The rules of ITIL V3 certification and training

APMG have published a book of rules for ITIL V3 certification and training. This is excellent, exactly the kind of thing that should be public. We now look forward to OGC, itSMF and TSO doing the same in other areas, such as:

  • acceptance of Complementary publications
  • contractual agreements between the entities (for example did you know that itSMF have a contractual agreement with APMG to “use all reasonable endeavours to promote and market their services worldwide”)
  • itSMF member code of conduct
  • IPESC charter and approvals process
  • itSMF charter(s) and constitution(s)

The booklet is excellent. It lays out just what we need to know. More of this please, Castle ITIL.

There were a few interesting bits...

My only criticism of the booklet itself is the lack of versioning (except in the file name - this is lost in some downloads, such as from the Official Site) or of any apparent mechanism for regular updates. The booklet is already out of date. For an organisation that accredits Project Mangement, Change Control and ITIL, APMG could do better.

I searched in vain for this booklet on the APMG website. I found it on the "Official site". We heard about it via the itSMF news portal, which offered its own download. This is bad practice as the copy will get out of date - a link back to one official point would help to keep it current.

itSMF is referred to as the ITIL user group in sections 5 and 8. Yet itSMF is explicitly not a user group: it exists to promote service management, which is not the same thing. How many countries have an itSMF charter or constitution that specifically refers to the organisation's purpose being to canvas and represent the views of the members? (comments welcome) Of course it will have to do as a substitute as there is no international user group (IoSM has already gone the same way as itSMF, with the Yanks doing their own thing with ICSM).

The Scheme persists in permitting 25 students per instructor for Foundation and Foundation Bridge certifications, which only serves to validate the "sheep-dipping" label.
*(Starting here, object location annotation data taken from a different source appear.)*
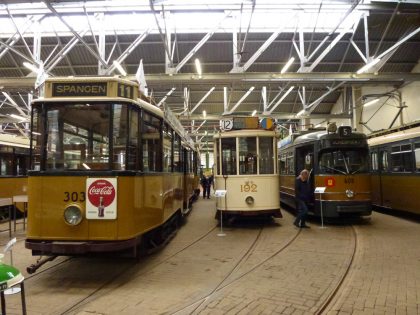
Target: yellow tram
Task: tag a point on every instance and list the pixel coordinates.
(246, 169)
(337, 161)
(14, 162)
(395, 167)
(110, 171)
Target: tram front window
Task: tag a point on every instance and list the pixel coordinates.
(77, 136)
(343, 161)
(247, 155)
(228, 156)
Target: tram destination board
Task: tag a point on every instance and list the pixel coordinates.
(79, 89)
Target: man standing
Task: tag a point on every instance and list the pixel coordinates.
(303, 196)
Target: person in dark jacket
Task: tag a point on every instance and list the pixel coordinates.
(303, 196)
(205, 184)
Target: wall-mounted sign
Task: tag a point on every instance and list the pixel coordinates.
(101, 201)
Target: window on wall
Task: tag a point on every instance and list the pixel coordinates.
(374, 161)
(228, 156)
(151, 143)
(417, 155)
(401, 158)
(266, 155)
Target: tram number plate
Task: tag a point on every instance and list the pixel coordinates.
(249, 188)
(349, 180)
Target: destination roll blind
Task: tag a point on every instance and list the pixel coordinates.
(78, 89)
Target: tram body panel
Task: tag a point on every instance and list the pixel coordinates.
(263, 189)
(143, 202)
(399, 192)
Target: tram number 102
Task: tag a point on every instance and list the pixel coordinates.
(249, 188)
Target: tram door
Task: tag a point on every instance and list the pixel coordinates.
(305, 160)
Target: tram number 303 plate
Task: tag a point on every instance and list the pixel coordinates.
(249, 188)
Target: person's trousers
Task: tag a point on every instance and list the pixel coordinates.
(302, 213)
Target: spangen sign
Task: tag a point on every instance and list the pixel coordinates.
(79, 89)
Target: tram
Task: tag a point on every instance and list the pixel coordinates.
(338, 163)
(395, 167)
(246, 169)
(14, 163)
(109, 171)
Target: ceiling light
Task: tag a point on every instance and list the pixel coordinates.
(120, 69)
(198, 67)
(31, 67)
(371, 102)
(287, 65)
(18, 117)
(368, 65)
(300, 113)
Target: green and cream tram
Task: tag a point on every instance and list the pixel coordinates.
(246, 169)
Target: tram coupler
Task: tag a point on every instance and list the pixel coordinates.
(34, 267)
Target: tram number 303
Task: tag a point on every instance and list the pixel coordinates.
(249, 188)
(74, 196)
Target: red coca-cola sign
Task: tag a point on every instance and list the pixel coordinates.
(101, 188)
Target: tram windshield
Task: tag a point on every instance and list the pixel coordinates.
(343, 161)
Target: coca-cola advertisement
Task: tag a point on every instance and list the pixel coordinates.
(101, 201)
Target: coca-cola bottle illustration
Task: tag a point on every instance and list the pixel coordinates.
(101, 207)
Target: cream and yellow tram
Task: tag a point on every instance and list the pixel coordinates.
(246, 169)
(337, 161)
(109, 172)
(395, 167)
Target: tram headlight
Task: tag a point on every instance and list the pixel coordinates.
(349, 193)
(73, 215)
(249, 200)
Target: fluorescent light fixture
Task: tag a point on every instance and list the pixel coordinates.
(119, 68)
(198, 67)
(18, 117)
(31, 67)
(371, 102)
(287, 65)
(300, 113)
(368, 65)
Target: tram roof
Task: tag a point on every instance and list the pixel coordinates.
(246, 133)
(394, 136)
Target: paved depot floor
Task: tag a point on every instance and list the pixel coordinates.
(261, 268)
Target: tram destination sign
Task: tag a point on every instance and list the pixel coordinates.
(78, 89)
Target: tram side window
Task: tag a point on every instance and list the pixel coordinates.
(374, 161)
(401, 158)
(383, 161)
(283, 169)
(248, 155)
(266, 155)
(417, 155)
(133, 140)
(228, 156)
(167, 148)
(36, 139)
(151, 144)
(120, 136)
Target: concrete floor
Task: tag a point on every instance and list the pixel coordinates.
(267, 267)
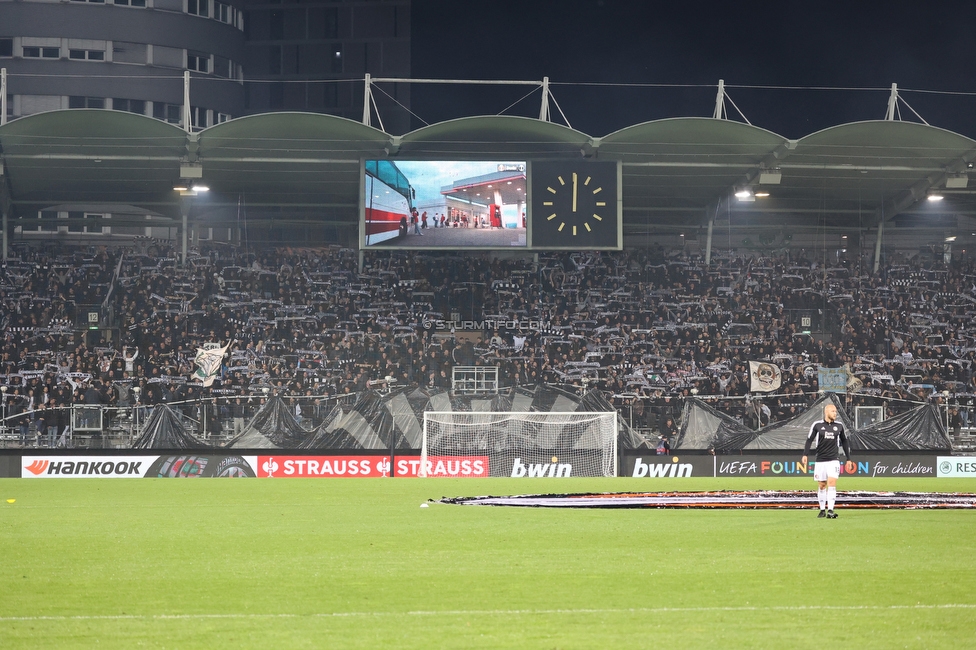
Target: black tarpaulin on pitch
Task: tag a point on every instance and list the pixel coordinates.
(792, 433)
(920, 429)
(702, 427)
(369, 424)
(164, 430)
(381, 420)
(275, 426)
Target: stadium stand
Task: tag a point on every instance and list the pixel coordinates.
(649, 328)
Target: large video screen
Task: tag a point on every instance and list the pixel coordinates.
(444, 204)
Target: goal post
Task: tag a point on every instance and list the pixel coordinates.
(519, 444)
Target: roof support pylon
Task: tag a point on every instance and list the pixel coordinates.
(720, 101)
(187, 122)
(3, 96)
(544, 109)
(892, 103)
(367, 98)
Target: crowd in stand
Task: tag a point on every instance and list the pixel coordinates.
(648, 327)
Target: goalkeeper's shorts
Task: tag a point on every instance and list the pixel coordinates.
(824, 469)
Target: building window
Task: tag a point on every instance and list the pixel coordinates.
(167, 112)
(198, 7)
(274, 59)
(337, 57)
(86, 102)
(198, 61)
(199, 117)
(276, 25)
(89, 55)
(223, 67)
(224, 13)
(276, 95)
(129, 105)
(42, 52)
(128, 52)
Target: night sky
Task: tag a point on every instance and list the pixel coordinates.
(928, 46)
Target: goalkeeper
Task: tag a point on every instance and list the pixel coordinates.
(826, 436)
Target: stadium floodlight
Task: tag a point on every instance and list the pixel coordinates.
(957, 182)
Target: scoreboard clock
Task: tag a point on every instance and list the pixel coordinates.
(575, 205)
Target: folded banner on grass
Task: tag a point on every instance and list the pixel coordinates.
(764, 377)
(208, 362)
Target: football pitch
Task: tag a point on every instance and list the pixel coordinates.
(347, 563)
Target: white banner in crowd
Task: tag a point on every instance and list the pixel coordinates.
(764, 377)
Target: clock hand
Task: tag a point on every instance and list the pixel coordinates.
(574, 191)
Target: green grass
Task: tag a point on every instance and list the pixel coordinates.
(215, 563)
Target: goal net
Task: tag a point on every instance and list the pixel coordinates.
(519, 444)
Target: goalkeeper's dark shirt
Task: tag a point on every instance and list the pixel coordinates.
(826, 437)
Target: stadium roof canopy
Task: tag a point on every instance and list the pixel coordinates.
(677, 173)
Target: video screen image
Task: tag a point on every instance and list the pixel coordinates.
(444, 204)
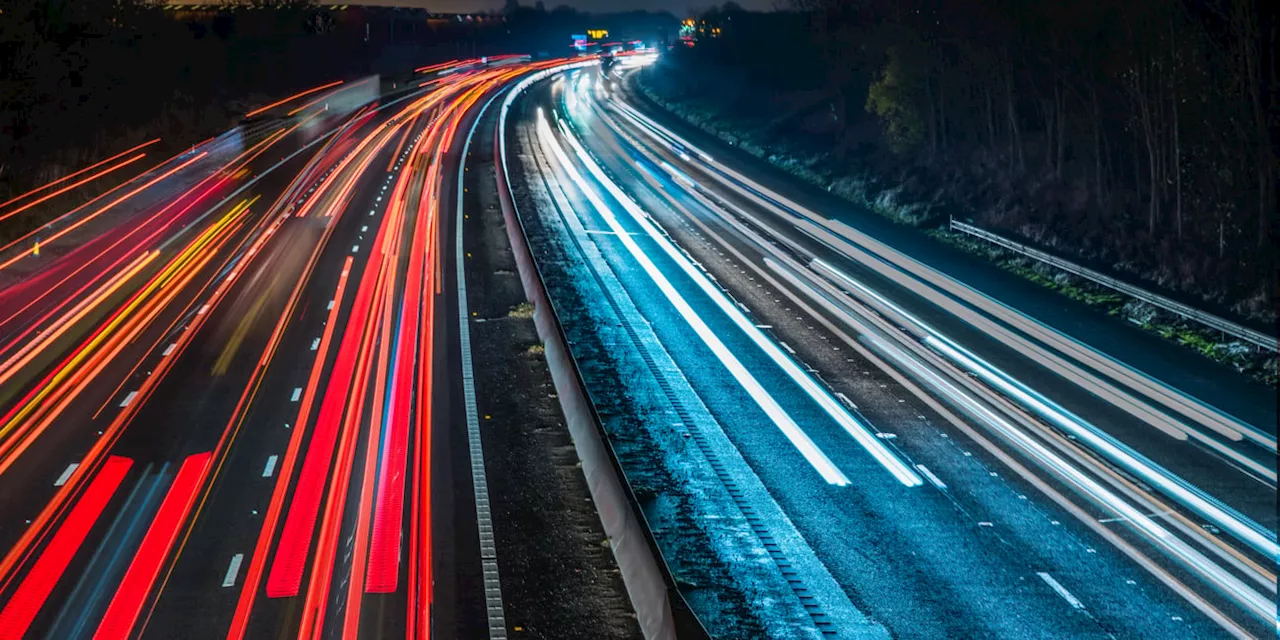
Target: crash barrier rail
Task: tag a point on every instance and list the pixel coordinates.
(1226, 327)
(661, 608)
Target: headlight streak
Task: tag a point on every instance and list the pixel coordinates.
(1203, 566)
(856, 429)
(1220, 515)
(1153, 389)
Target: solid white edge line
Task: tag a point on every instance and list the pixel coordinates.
(860, 432)
(484, 513)
(791, 430)
(1061, 590)
(233, 570)
(67, 475)
(937, 481)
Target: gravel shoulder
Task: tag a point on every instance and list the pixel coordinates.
(558, 575)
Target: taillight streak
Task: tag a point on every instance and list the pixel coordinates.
(132, 593)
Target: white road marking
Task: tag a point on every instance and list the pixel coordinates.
(233, 570)
(67, 475)
(845, 400)
(932, 478)
(1061, 590)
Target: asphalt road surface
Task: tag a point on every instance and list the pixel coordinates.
(231, 387)
(965, 456)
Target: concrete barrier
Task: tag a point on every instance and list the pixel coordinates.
(659, 608)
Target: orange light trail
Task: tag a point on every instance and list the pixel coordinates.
(140, 577)
(254, 577)
(117, 201)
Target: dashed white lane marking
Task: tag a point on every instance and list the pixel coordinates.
(67, 475)
(1061, 590)
(233, 570)
(932, 478)
(1153, 515)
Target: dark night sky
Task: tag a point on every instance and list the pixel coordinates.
(677, 7)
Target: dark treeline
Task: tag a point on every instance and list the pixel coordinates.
(1138, 133)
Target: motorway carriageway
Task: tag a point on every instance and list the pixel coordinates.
(956, 467)
(216, 382)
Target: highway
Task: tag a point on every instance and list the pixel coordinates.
(238, 400)
(228, 385)
(929, 448)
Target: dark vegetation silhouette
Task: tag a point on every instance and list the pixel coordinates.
(1134, 135)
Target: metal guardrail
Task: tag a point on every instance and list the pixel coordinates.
(1226, 327)
(661, 607)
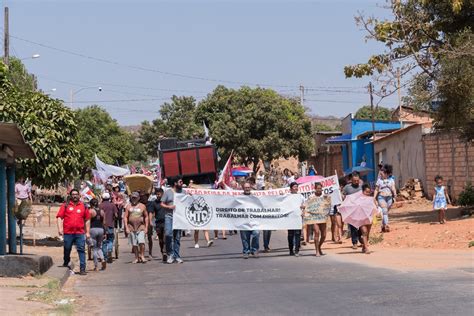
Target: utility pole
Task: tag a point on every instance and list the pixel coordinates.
(399, 98)
(6, 39)
(373, 125)
(302, 95)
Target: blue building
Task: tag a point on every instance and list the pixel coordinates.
(356, 141)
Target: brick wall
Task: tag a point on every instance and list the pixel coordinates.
(446, 155)
(326, 162)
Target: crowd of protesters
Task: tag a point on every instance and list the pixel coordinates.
(144, 217)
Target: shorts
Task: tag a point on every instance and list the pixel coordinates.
(136, 238)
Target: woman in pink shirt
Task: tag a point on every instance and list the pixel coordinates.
(119, 200)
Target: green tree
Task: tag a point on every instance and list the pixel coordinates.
(256, 124)
(48, 126)
(427, 39)
(19, 76)
(177, 119)
(380, 113)
(99, 134)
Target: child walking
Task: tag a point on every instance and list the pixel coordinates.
(440, 199)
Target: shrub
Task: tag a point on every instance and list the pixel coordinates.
(466, 197)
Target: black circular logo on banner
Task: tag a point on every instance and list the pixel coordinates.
(199, 213)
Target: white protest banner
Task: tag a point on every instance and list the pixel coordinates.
(330, 187)
(236, 212)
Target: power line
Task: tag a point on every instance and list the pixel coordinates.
(122, 100)
(168, 73)
(332, 101)
(116, 85)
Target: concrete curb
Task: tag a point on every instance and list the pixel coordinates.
(66, 275)
(60, 273)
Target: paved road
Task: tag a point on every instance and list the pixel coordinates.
(217, 281)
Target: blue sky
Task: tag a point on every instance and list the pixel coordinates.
(154, 49)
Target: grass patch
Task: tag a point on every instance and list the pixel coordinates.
(375, 239)
(51, 294)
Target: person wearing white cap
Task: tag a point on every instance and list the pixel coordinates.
(111, 213)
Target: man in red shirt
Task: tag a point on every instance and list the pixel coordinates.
(74, 219)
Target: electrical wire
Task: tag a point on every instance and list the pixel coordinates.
(168, 73)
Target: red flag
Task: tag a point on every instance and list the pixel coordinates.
(226, 174)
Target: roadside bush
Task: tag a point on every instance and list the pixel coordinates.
(466, 198)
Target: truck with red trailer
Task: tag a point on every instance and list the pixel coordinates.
(190, 159)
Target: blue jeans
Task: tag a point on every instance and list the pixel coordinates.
(355, 234)
(267, 234)
(250, 239)
(294, 240)
(385, 202)
(79, 240)
(172, 237)
(108, 244)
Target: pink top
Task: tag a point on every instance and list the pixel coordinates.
(22, 191)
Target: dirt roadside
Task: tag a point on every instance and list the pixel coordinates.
(416, 243)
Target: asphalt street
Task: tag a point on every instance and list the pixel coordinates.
(217, 281)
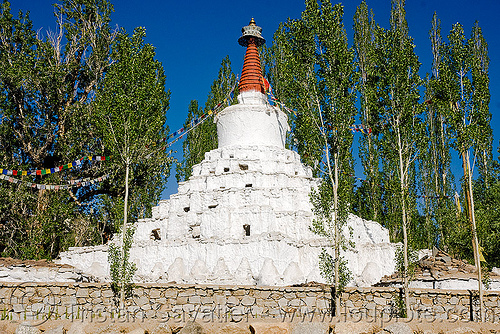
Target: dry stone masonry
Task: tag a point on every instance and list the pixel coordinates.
(225, 304)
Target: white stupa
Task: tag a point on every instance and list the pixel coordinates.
(243, 217)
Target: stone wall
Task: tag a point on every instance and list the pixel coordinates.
(180, 303)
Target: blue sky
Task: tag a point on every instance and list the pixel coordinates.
(192, 37)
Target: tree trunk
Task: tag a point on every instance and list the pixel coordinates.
(124, 230)
(403, 186)
(472, 218)
(337, 234)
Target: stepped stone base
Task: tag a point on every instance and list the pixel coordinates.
(242, 218)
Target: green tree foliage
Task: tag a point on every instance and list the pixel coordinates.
(129, 118)
(462, 90)
(48, 85)
(436, 179)
(45, 86)
(367, 43)
(311, 67)
(203, 138)
(403, 130)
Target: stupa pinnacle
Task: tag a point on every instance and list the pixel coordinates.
(251, 76)
(253, 121)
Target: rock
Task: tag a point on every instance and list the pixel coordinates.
(398, 328)
(293, 274)
(56, 330)
(161, 329)
(76, 328)
(462, 330)
(27, 328)
(267, 328)
(233, 329)
(136, 331)
(354, 328)
(192, 327)
(311, 328)
(96, 269)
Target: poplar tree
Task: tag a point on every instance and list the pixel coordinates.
(401, 115)
(129, 117)
(366, 44)
(316, 76)
(435, 157)
(46, 82)
(463, 90)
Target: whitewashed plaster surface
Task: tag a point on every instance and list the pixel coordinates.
(250, 185)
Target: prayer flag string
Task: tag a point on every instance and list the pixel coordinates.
(70, 183)
(200, 119)
(46, 171)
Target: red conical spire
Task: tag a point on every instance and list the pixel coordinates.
(251, 75)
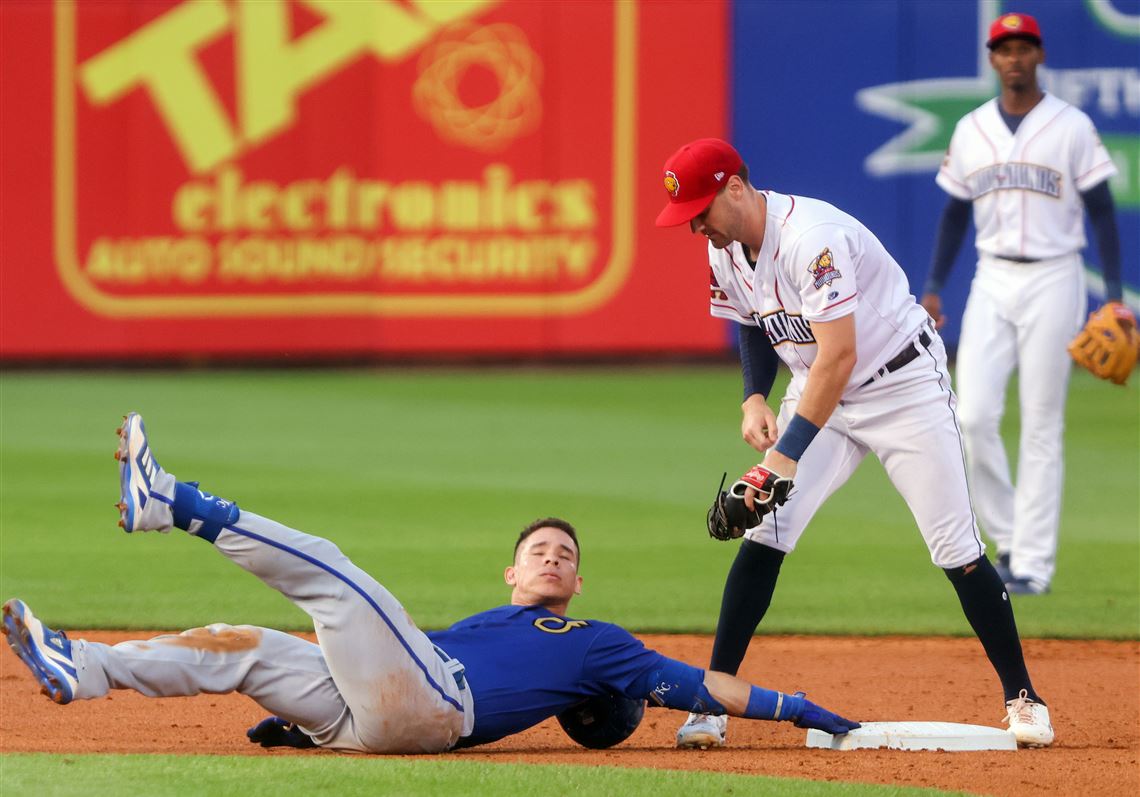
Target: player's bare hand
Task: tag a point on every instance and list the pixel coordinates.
(758, 427)
(931, 302)
(781, 466)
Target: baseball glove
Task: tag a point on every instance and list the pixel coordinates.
(729, 517)
(1108, 344)
(602, 721)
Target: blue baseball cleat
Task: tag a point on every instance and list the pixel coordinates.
(46, 652)
(139, 506)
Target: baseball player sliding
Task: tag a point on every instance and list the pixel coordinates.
(1027, 163)
(808, 284)
(374, 682)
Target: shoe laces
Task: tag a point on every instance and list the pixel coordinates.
(1020, 709)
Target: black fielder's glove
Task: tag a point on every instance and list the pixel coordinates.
(821, 718)
(277, 732)
(729, 517)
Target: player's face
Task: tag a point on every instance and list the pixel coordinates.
(717, 222)
(1016, 63)
(545, 569)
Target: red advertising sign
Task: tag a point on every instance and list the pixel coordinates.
(266, 177)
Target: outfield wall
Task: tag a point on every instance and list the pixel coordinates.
(284, 178)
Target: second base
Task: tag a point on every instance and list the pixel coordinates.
(915, 735)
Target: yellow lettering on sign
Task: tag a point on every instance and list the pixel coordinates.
(271, 68)
(161, 58)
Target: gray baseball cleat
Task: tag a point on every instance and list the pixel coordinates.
(1028, 722)
(43, 651)
(702, 731)
(145, 490)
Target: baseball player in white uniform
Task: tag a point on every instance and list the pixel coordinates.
(1027, 163)
(812, 285)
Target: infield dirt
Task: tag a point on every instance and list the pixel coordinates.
(1092, 689)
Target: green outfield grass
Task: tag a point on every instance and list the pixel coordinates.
(424, 477)
(345, 777)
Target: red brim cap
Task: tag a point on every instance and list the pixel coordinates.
(1014, 25)
(693, 176)
(683, 212)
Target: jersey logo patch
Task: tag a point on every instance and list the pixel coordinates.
(782, 327)
(1015, 177)
(715, 291)
(823, 269)
(559, 625)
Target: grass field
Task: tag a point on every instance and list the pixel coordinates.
(424, 477)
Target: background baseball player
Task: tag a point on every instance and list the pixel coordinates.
(375, 682)
(1026, 162)
(812, 285)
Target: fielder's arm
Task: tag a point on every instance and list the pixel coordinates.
(758, 363)
(827, 379)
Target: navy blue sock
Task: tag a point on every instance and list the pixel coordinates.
(991, 615)
(747, 596)
(192, 504)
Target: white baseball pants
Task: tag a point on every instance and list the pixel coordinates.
(1019, 316)
(373, 683)
(906, 419)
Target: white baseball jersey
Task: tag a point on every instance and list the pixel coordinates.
(1025, 186)
(816, 263)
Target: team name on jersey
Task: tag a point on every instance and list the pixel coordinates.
(559, 625)
(1015, 176)
(783, 327)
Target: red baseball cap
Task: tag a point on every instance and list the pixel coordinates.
(693, 176)
(1009, 25)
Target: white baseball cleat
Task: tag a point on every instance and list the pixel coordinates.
(145, 489)
(702, 731)
(1028, 722)
(45, 651)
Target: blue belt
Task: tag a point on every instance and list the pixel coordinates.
(905, 357)
(454, 666)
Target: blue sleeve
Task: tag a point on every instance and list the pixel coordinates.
(1098, 201)
(952, 226)
(758, 360)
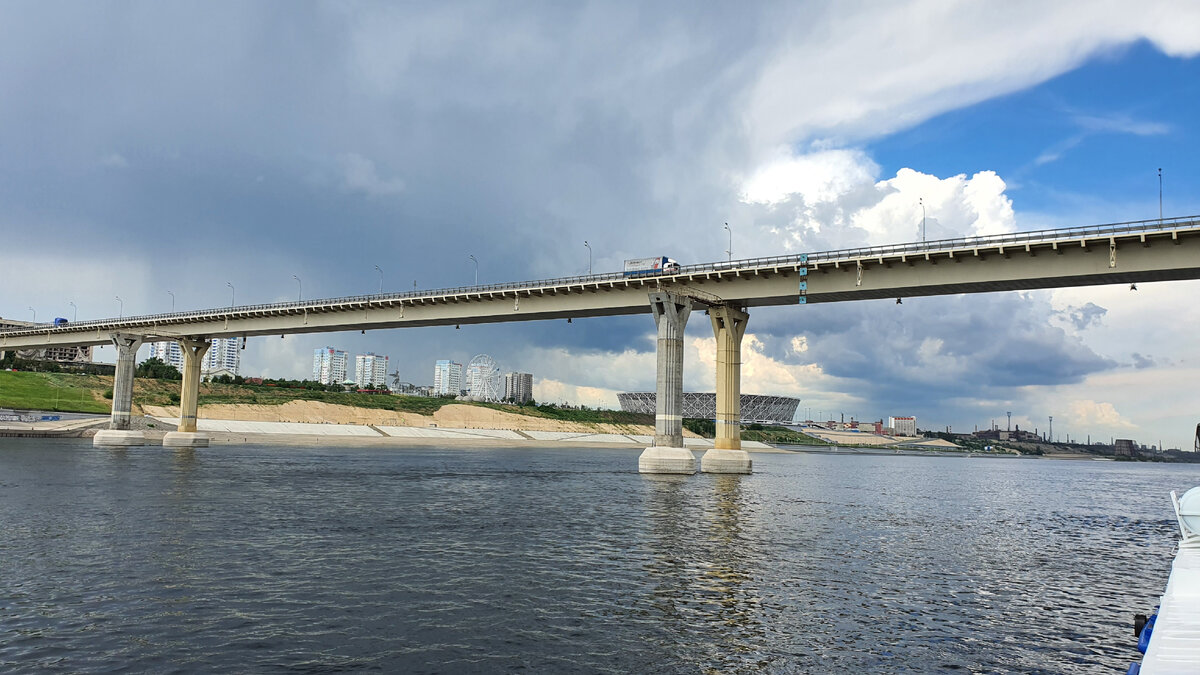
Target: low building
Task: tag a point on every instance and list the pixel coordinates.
(1125, 447)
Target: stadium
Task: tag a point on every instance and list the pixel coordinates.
(703, 406)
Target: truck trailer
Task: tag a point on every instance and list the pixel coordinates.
(651, 267)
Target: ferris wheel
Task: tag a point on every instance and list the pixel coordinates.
(484, 378)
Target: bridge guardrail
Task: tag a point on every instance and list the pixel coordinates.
(1027, 237)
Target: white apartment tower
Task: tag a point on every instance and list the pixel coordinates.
(904, 425)
(168, 352)
(371, 370)
(519, 387)
(447, 378)
(223, 356)
(329, 365)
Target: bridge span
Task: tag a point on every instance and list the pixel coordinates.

Ony lecturing is possible with such a ratio. It is unhealthy when teaching kids and considered totally unsuitable for adult education. A great way to churn out many bemused embittered new ITILers.

Once again APMG trumpets their own "accreditation as an accreditor" from UKAS without mentioning that the accreditiation does not actually cover ITIL.

I don't like to read too much into one word, but I was intrigued by the start of section 2.1 where the writer referred to "ITIL is... used by hundreds of organisations around the world". Not "thousands"? Curious reticence given the booklet's positive spin in other parts.

The bit that chilled me was at the end of section 3 where we are warned that OGC might outsource the management of the creation of the next version of ITIL (Version 4) to TSO. Hmmmm. Given the way TSO have captured what was going to be a free web information portal and turned it into an extremely expensive closed proprietary copyrighted one, I'm not entirely happy about that prospect. (Unlike APMG who run the Official Site as an open information site, or itSMF who run the news and portal likewise).

What did I learn from the book? I learnt that there is at last a Successful Candidate Register. This is great! although it lists only certifications under APMG's regime, not old ones.